A: A sealant is a plastic material that is usually applied to the chewing surfaces of the back teeth. This plastic resin bonds into the depressions and grooves (pits and fissures) of the chewing surfaces of back teeth. The sealant acts as a barrier, protecting enamel from plaque and acids and guarding against disease-causing bacteria.
Thorough brushing and flossing helps remove food particles and plaque from smooth surfaces of teeth. However, toothbrush bristles cannot reach all the way into the depressions and grooves to efficiently extract food and plaque. Sealants protect these vulnerable areas by “sealing out” plaque and food.
Kids and Teens
6-11 years of age
It’s tooth fairy time! At around age six, your child will begin to lose primary teeth in the front, while also gaining permanent teeth in the front and back. Once the teeth start to touch (could be around ages 3-5), you should floss your child’s teeth (flossers work well). Children typically don’t brush along the gum line or by the back teeth, so pay special attention to these problem areas. However, almost 90% of cavities in permanent molars occur in the grooves; consequently, dental sealants are a great way to protect the permanent molars and the other teeth that are at risk of getting decay. Sealants are a white coating that is placed over the grooves of the teeth to prevent plaque and food from getting stuck, thereby, causing cavities.

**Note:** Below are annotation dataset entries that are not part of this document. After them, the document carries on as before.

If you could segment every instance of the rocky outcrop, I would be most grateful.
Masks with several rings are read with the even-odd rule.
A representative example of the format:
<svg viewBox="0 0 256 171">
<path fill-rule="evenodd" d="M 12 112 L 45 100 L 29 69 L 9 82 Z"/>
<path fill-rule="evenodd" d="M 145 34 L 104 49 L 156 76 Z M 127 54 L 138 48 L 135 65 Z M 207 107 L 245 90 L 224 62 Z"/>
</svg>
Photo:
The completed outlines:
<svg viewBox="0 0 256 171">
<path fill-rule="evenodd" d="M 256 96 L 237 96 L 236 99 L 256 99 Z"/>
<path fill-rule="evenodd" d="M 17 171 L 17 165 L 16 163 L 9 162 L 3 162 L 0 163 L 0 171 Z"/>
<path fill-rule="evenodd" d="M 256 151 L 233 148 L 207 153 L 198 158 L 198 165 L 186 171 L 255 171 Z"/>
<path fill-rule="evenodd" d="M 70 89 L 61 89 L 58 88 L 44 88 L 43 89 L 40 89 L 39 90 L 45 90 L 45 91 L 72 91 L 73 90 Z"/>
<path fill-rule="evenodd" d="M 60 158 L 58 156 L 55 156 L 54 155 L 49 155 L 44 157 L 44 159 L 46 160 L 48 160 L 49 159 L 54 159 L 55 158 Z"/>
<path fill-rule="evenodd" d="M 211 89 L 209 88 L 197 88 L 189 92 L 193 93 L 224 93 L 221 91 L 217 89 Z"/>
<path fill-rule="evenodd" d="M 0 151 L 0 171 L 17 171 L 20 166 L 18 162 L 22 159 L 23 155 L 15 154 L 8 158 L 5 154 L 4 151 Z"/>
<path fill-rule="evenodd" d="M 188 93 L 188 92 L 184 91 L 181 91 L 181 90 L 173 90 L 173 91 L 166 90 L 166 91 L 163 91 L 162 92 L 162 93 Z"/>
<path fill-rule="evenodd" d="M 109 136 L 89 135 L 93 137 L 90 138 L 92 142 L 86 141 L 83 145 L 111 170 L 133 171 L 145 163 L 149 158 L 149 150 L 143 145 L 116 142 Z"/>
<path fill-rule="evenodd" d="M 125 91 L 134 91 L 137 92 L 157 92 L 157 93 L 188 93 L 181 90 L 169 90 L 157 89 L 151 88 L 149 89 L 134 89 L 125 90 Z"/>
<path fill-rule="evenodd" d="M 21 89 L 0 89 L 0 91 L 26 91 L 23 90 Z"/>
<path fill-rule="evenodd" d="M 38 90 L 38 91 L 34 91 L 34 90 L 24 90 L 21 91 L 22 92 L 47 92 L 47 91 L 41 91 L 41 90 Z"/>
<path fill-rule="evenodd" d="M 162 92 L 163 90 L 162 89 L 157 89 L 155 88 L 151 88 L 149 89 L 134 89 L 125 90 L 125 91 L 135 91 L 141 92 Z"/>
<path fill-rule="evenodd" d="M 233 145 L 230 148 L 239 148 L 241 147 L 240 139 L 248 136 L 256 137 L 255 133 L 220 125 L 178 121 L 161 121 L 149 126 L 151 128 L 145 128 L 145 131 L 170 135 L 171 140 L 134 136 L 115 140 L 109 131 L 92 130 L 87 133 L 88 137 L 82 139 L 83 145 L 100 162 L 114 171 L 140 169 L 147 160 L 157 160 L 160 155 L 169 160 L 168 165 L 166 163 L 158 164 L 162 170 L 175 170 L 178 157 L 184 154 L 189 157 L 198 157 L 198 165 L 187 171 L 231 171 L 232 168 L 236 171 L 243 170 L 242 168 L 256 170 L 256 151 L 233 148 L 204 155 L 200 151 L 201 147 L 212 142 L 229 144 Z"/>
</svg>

Up until your child is 7-8 years old, you should assist him/her while brushing because children often lack the motor skills to do it properly. After that, observe your child’s technique, assisting when necessary, until he/she can effectively brush without supervision. Brush your teeth at the same time to help teach your child to brush by mimicking you. Although a regular children’s brush is perfectly fine for cleaning teeth, sometimes a children’s electric brush can make the experience more fun for your child, increasing motivation to brush. Once again, tooth brushing should occur twice a day once in the morning after breakfast and again right before bedtime. Brushing after snacks is ideal, too. At age six and above, brushing should take two minutes each time.
When brushing your teeth and your child’s teeth, place the toothbrush at a 45˚ angle towards the gum-line, using small, circular strokes. Brush the front of the teeth, behind the teeth and on the chewing surfaces. Don’t forget to brush the tongue to remove potential bad breath bacteria and other harmful microorganisms. Take two full minutes to brush properly.

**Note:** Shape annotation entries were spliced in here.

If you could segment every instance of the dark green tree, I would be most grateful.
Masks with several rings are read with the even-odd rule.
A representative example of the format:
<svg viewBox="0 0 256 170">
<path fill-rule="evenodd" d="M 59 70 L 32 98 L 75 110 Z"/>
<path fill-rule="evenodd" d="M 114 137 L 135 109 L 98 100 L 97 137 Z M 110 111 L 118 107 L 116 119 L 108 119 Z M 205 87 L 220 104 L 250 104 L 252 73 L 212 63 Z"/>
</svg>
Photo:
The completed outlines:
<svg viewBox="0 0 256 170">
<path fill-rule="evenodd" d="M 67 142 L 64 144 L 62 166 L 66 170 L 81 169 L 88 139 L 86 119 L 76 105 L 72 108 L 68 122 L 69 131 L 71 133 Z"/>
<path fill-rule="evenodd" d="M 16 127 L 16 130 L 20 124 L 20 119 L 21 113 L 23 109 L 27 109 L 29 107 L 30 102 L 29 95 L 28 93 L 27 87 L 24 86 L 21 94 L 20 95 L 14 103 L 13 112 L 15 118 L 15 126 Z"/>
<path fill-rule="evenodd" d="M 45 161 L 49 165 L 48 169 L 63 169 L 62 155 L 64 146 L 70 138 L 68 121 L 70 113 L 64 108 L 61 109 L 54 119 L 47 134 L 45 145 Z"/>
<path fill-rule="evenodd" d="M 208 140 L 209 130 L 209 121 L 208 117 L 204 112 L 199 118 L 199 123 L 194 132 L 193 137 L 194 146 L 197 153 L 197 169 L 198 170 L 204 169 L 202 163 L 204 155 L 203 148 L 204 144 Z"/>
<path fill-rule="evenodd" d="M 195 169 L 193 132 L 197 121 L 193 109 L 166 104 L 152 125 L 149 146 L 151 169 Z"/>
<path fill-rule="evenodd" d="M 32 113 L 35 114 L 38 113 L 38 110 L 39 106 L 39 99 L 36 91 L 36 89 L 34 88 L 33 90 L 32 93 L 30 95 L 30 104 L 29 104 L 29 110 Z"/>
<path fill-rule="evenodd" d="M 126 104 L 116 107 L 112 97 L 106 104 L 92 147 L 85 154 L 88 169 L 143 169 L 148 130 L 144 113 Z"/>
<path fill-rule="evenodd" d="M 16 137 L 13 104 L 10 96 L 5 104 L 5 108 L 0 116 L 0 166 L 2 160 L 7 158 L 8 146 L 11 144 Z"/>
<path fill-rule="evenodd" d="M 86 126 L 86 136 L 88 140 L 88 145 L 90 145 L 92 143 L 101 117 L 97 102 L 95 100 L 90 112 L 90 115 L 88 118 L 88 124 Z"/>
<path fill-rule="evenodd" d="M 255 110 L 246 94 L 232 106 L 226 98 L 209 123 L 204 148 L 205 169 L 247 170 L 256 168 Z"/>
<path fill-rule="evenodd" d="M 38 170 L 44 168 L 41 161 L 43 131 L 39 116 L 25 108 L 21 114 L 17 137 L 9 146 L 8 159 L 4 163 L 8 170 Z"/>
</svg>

During the ages of 6-11 and older, children become more active with sports, and dental injuries are very common. Ask our team about mouth guards to protect your child’s teeth during sports.
12-18 years or age
By 12-13 years of age, all of your child’s baby teeth are usually gone, and all of the permanent (adult) teeth have arrived except for the third molars (wisdom teeth), which most often arrive by age 21. As teens grow more independent and have further control of their diet and habits, it is common to see an increase in cavities. Soda, candy and lack of consistent or effective brushing and flossing is typically the culprit. Also during this time, self-awareness becomes more prominent, and your teen may notice if they have discolored or crooked teeth. Talk with our team about options for both braces and for whitening.
Unfortunately, substance abuse may also begin during these ages (90% of adult smokers began smoking before age 19), so monitor your child for signs of tobacco or alcohol use. Finally, eating disorders are also common and can damage the teeth…in addition to causing many other serious issues. Please talk with our office regarding assistance with any of these common issues of adolescence.
Q: I want my front teeth to look better, but I don't want to wear braces. What would you recommend?
A: Dr. Hamman has a number of ways to improve the look of your front teeth without the use of unsightly braces. For slightly crooked or unevenly worn teeth, a bit of reshaping and the addition of composite or porcelain veneers may be sufficient to give them a bright, uniform look. Whitening is a conservative option to make your teeth whiter. Some patients choose Invisalign® which allows you to straighten your teeth without brace appliances. We would be happy to talk with you further about the option that best suits your individual situation.